Yes it’s a true story, but luckily now I live in a bigger apartment and my studio is now in a more appropriate room…. I sometimes still check my tracks in Cafe D’Anvers but I play a lot now so I have the chance to check my new tracks on lots of different sound systems!
Looking at the year almost behind us, you must be very proud of what you have accomplished. Releasing your debut LP on Great Stuff, doing a collaboration with Secret Cinema, releasing two EP’s on Strictly Rhythm and now this compilation. How do you look back on 2010? Do you think this was year was your break through year on a global scale?
For sure I’m proud and I think the last months were going really really good, which brought me thousands more fans worldwide!
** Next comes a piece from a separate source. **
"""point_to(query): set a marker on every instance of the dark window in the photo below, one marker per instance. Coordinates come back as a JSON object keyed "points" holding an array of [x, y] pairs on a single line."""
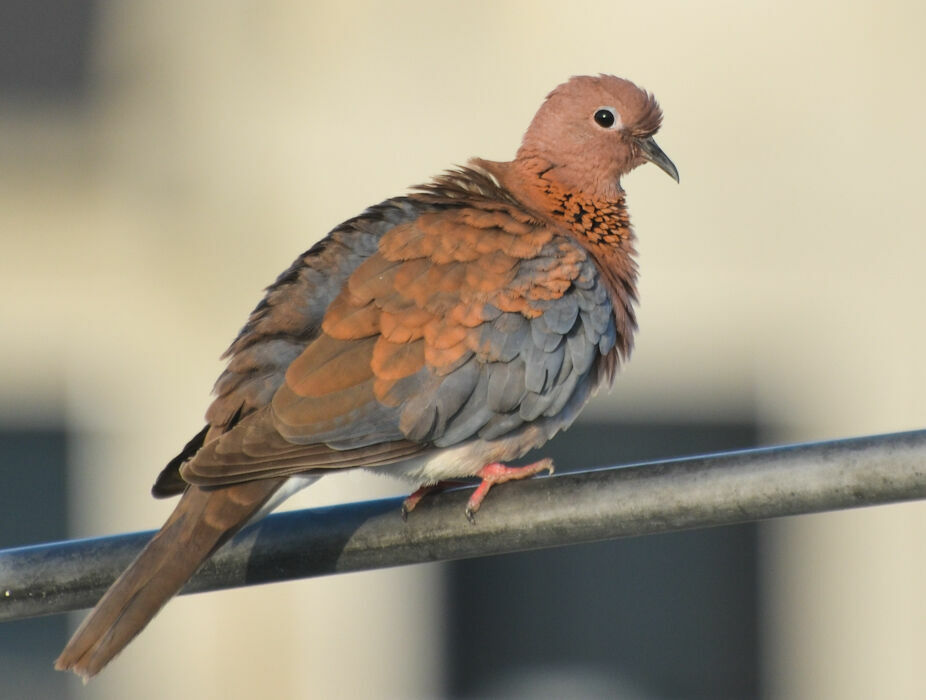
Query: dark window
{"points": [[662, 616], [33, 509]]}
So I guess we are well on the way to breaking through! Let’s see how 2011 goes.
What can we expect in the near future? Any scoops?
I just finished a remix for Silicon Soul’s classic – Right On, which will be released on Soma Records. I also did a remix for Madskillz on the Format B label Fromatik. I just signed some new Ramon Tapia tracks to 100 % Pure and of course there is much more to come in 2011!
Is there anything else you want to say to our readers? Anything goes!
Thank you all for supporting me and my music through the years !
Ramon Tapia ‘Year 3000’ EP and Strictly Rhythms Vol 6 mixed by Ramon Tapia are out now on Strictly Rhythm.